Я пациента вступает в последнюю залу помпейской Виллы Мистерий, где, как всех нас предупреждал хулиганистый Жак Лакан, застаёт свою мать на ея тайном свидании с отцовским φ[14].

«Wo Es war soll Ich werden», – «Туда, где было Это, должен отправиться Я», – так говорил Фройд.

Итак, вместе с Андрé Грином и его великими предшественниками мы можем помочь пограничному больному стать человеческим субъектом, принимающим риск жить, любить и страдать, не преставая желать.


[1] Современная теория психоаналитической техники: курация пограничных расстройств (2010) // В: Психоаналитический вестник, Выпуск 21, №2, С. 9-22.

[2] In: La Mère morte (1980) // Green A. Narcissisme de Vie, Narcissisme de Mort. Paris : Les Éditions de Minuit, 1983, P. 222-253.

[3] M.M. (Mère morte) –  «Мёртвая мать». Здесь и далее выделено автором. В начале каждой цитаты аббревиатурой автором даётся ссылка на оригинальное название цитируемой работы. Цитаты приводятся в переводе на русский язык автором. –  Прим. ред.

[4]In : Le narcissisme morale (1969) // Green A. Narcissisme de Vie, Narcissisme de Mort. Paris : Les Éditions de Minuit, 1983 : P. 177-207.

[5] N.M. (Narcissisme morale) – «Моральный нарциссизм».

[6] T.E. (Temps éclaté) – «Распавшееся время».

[7] Обратим внимание, что Грин предпочитает интимно-жгучий и субъективно-едкий лакановский термин «желание аналитика» – педантски учёному и невыразительно объективному фройдовскому термину «противоперенос». – Прим. авт.
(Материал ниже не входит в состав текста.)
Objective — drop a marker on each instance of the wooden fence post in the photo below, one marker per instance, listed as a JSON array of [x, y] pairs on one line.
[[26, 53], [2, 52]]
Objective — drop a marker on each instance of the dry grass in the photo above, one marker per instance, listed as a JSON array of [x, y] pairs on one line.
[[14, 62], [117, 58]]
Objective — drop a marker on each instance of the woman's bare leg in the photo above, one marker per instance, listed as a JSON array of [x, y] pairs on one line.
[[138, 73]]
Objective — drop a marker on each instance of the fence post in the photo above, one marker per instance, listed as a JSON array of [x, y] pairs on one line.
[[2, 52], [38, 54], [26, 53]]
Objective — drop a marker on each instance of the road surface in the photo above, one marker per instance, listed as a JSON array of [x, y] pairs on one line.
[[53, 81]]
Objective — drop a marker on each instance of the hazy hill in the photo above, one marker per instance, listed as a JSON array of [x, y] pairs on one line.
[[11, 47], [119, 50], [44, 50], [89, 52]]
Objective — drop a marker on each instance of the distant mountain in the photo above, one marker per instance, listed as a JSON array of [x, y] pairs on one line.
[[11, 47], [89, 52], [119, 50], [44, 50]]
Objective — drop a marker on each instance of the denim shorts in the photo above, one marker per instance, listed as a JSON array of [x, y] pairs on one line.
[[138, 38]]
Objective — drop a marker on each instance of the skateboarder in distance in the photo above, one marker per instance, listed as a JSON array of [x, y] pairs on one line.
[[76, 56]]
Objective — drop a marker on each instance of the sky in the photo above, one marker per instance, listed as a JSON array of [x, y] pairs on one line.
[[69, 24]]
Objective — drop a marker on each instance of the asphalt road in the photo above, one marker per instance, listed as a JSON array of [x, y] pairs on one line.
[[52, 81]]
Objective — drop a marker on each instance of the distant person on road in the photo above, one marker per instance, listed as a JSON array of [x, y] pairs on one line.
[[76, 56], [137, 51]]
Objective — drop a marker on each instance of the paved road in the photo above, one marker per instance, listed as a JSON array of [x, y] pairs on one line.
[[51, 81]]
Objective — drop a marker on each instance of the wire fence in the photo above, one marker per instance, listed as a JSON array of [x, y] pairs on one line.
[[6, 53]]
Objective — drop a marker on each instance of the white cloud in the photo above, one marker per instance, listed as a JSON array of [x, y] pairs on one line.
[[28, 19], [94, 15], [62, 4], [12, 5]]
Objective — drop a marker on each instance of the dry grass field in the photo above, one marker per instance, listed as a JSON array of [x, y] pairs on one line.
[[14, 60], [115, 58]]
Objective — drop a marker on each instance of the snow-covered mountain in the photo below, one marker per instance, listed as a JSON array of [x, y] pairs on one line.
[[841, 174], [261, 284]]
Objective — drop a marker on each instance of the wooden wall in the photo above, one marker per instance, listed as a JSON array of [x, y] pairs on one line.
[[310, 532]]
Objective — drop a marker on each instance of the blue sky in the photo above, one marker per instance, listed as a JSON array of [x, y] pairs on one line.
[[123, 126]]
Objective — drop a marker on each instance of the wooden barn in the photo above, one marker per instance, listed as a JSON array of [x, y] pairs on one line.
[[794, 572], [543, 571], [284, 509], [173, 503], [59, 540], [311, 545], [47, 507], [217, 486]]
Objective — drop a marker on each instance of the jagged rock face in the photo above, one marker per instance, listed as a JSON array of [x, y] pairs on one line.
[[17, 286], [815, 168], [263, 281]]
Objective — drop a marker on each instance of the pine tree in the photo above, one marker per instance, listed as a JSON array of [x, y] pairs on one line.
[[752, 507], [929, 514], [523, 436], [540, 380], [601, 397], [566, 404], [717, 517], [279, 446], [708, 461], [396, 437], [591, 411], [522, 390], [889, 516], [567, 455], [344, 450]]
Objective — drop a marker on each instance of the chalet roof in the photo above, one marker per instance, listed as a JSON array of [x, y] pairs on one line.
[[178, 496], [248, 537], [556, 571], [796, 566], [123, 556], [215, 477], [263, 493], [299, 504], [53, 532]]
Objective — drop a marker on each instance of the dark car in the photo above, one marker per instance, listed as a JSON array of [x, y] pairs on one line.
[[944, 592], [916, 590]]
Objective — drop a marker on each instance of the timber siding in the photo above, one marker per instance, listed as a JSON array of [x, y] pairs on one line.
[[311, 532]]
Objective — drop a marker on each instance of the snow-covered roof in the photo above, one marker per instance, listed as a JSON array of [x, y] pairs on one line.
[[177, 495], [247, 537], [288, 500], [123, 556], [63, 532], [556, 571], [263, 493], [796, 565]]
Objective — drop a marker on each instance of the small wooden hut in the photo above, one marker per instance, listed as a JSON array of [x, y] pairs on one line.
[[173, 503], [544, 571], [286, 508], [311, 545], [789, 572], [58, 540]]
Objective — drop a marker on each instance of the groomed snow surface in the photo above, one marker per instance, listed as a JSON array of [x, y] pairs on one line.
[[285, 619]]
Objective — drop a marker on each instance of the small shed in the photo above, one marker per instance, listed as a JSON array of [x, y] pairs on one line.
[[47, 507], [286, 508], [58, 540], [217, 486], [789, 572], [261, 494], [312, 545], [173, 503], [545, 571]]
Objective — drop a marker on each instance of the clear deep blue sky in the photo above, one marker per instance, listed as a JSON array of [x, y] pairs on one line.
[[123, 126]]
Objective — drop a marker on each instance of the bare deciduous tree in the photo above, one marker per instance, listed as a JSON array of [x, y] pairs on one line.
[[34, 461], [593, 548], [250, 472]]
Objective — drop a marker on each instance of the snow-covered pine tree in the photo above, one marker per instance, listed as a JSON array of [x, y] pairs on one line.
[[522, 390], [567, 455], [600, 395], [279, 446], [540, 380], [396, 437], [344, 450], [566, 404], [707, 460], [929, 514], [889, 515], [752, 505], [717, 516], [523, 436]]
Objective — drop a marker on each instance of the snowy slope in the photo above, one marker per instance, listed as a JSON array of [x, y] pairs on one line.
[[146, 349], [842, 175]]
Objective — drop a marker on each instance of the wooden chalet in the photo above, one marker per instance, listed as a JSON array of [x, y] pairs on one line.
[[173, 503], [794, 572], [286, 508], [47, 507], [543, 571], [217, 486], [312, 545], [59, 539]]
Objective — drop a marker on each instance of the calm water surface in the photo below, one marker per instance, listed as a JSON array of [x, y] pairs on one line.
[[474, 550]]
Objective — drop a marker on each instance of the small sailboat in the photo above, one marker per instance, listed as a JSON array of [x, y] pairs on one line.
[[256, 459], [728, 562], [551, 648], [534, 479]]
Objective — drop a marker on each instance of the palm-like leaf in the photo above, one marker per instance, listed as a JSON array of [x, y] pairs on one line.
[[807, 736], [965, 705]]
[8] In : Ch. 10 L’objet et la pulsion & Ch. 11 De la liaison et de l’autre // Green A. Le Temps éclaté. Paris : Les Éditions de Minuit, 2000 : P. 119-155.

[9] Это описание во многих отношениях напоминает описание Д. В. Винникотом «страха срыва» (“The Fear of Breakdown”, Internat. J. Psycho-Anal., 1974, 1 ; « La crainte de l’effondrement », Nouvelle revue de psychanalyse ; 1975, 11, pp. 35-45), за исключением того, что он постулирует катастрофу, которая имела место, но не была пережита (на самом деле). Различие состоит в том, что навязчивое ея повторение предполагает, что она (на самом деле) имела место. – Прим. А. Грина.

[10] У Фройда – Verneinung; у  Грина –           редкий фр. экв.           négativation, др. фр. экв. – negation. – Прим. авт.

[11] У Фройда – Wiederholungszwang, у Грина – обычный фр. эквивалент – compulsion de répetition. – Прим. авт.

[12] У Фройда – Selbsbewältigung (самообладание) или Selbsbeherrschung (владение собой), у Грина – maîtrise de soi. – Прим. авт.

[13] J.-B. Pontalis, « Non, deux fois non », dans Perdre de vue, ’’Gallimard”, 1988. – Прим. А. Грина.

[14] ὁ φαλλός – в его символическом значении. – Прим. авт.